I realized the other day just how fast my kids are growing up showing independance developing skills that will give them abilities to take into becoming an adult. My son made his first stove top dinner the other day and I think back to when he burned his tiny hand on the stove cause he didnt know the meaning of HOT till he experienced it for himself-while the scars have healed the memories of that day came flooding back when he cooked Kraft Dinner-oh what a change that was!! And my daughter getting ready for school doing her hair getting her lunch and making sure she has everything she needs for a day at school.
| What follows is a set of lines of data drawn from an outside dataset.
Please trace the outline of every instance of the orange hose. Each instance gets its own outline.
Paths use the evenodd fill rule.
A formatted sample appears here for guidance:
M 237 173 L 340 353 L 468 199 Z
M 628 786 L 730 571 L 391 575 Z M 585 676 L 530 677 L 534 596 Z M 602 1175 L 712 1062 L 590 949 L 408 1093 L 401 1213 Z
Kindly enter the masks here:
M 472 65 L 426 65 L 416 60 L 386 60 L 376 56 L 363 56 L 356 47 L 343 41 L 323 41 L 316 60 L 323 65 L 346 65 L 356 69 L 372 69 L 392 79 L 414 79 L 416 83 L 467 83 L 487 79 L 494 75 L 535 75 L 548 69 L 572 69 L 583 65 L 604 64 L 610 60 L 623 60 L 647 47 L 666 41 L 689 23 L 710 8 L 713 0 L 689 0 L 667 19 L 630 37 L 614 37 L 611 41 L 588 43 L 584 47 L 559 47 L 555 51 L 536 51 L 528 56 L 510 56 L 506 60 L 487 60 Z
Watching her on the phone talking to her grandma making plans when looking back at age 3 to a 10 word vocabulary. Oh to hear her now-you would never know there was ever an issue. Watching my kids growing up and reflecting on the past seeing the progress the transition they are making from my kids to my young adults from clinging toddlers to independant teens. Knowing I somehow had a piece of this that I did good and that I knew what I was doing even on those days when I am sure we all questioned if I really did know what was going on.
I am proud of the young people I have raised proud of their independance their lives-they are doing amazing and even though there are challenges and we face battles I still know they are very gifted wonderful people and I am ever grateful that I have been able to have the honor of being their mom.